The BBC will certainly want to move MasterChef as far away from Wallace and Torode as possible, and will see Oliver as the antidote to the sexism and racism storms. In a recent piece with The Guardian, Oliver treated the interviewer to some soup, telling him that doing so was 'giving yourself the care you need. And sharing it with other people doesn't just fix you, but briefly, the world around you'. Wallace, famously, confessed he cooked for his family only once a week. Oliver wishes to nourish those around her. The same could hardly be said for Wallace.
In the same interview, Oliver touched upon the Wallace allegations, saying she was not surprised by them, though she did not know him personally.

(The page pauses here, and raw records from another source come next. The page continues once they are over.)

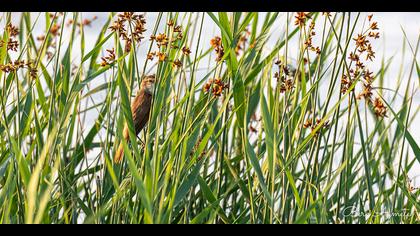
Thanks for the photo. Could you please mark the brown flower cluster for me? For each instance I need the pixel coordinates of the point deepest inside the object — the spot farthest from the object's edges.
(308, 42)
(216, 86)
(216, 43)
(136, 28)
(243, 39)
(12, 30)
(109, 59)
(379, 108)
(162, 41)
(283, 77)
(301, 18)
(363, 47)
(12, 44)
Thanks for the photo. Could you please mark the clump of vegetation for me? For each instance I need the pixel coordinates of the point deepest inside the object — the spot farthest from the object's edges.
(239, 131)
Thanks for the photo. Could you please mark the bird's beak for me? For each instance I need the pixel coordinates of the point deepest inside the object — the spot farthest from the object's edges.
(150, 88)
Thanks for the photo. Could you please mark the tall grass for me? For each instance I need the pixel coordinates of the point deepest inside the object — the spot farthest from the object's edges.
(258, 149)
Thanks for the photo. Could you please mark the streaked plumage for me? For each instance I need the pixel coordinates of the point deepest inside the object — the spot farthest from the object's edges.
(140, 109)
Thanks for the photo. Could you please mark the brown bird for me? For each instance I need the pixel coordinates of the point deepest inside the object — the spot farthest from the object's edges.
(140, 108)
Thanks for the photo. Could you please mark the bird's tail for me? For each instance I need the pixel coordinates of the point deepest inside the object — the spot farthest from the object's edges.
(119, 154)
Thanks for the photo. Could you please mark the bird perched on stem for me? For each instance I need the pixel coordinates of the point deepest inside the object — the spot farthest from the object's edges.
(140, 108)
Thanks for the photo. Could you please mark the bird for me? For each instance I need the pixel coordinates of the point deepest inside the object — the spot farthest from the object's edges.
(140, 109)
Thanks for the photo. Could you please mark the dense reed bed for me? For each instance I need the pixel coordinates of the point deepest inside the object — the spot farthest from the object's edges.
(302, 131)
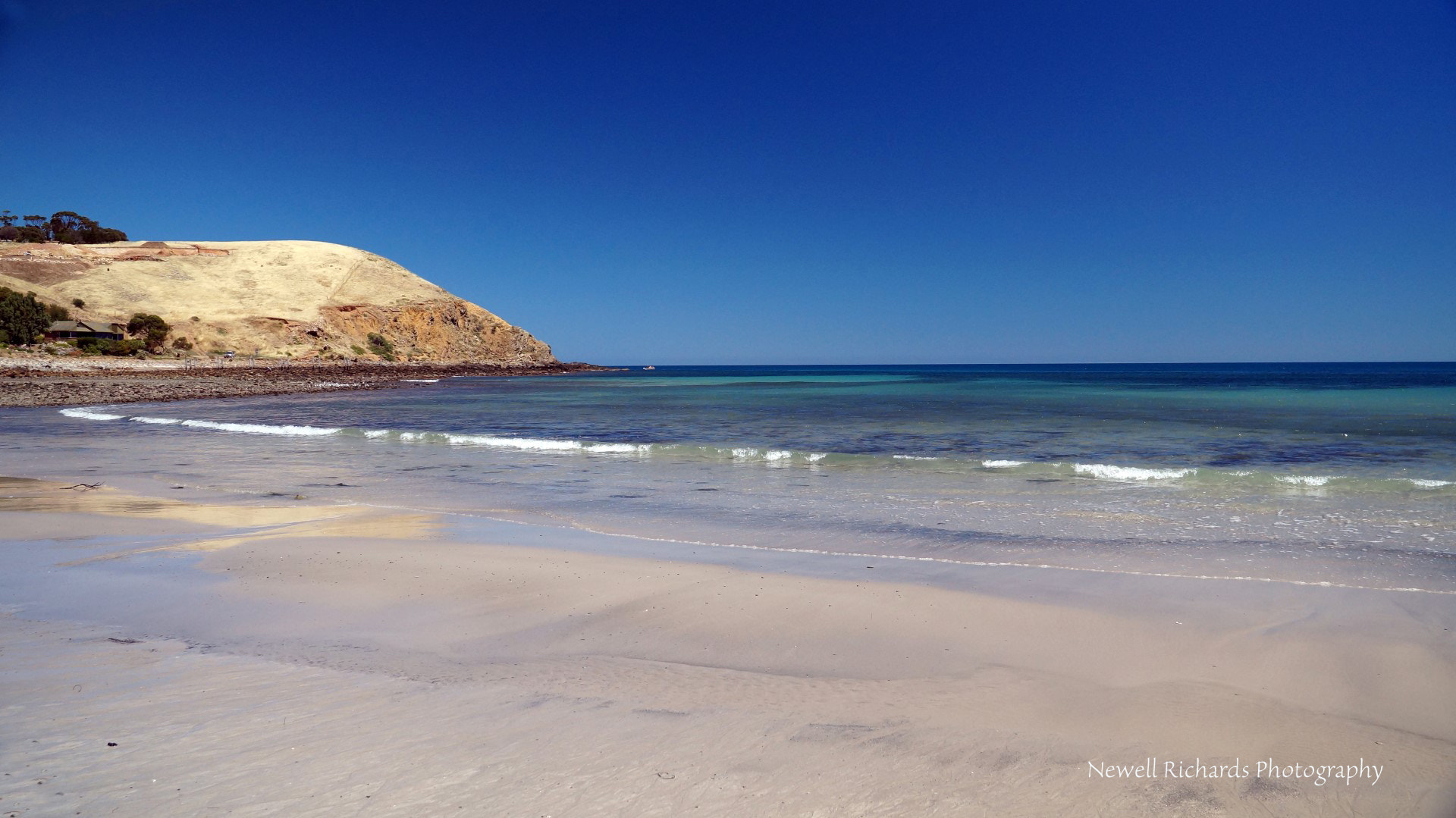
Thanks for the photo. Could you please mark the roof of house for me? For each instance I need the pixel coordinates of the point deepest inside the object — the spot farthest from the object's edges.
(85, 327)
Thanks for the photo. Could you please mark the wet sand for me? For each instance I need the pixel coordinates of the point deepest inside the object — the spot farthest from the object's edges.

'I heard stuff. Everyone did', she said. She warned that real change won't come about via a 'media outcry', and that it will require real systemic change: 'Thousands of people shouting about Gregg Wallace on Twitter doesn't interest me. What does is whether we remember this in six months, or will there be more fake shock and outrage when it happens all over again.' Six months on from saying those words, it looks as if Oliver might embody the change needed.
Are there, however, any skeletons in her closet that BBC execs should be nervous about? Unlikely. The closest thing would be the hosting of Channel 4's Baadasss TV, a 1994 black-culture show she hosted with rapper Ice-T. While the show was criticised at the time for stereotyping and 'ghetto broadcasting', and the content including everything from rapping dwarves to softcore pornography (it was, after all, produced by the same company who made Eurotrash), it was an honest attempt to bring black culture to British television when there was vanishingly little seen elsewhere.
Indeed, Baadasss TV can be seen as indicative of Oliver's unique, nomadic career that has always sought to celebrate people as much as the food they eat. If she gets the MasterChef gig, the BBC will be confident it is a step in the right direction – most importantly, it is a step that distances them from the poisoned reputations of the two men who made modern MasterChef what it is today.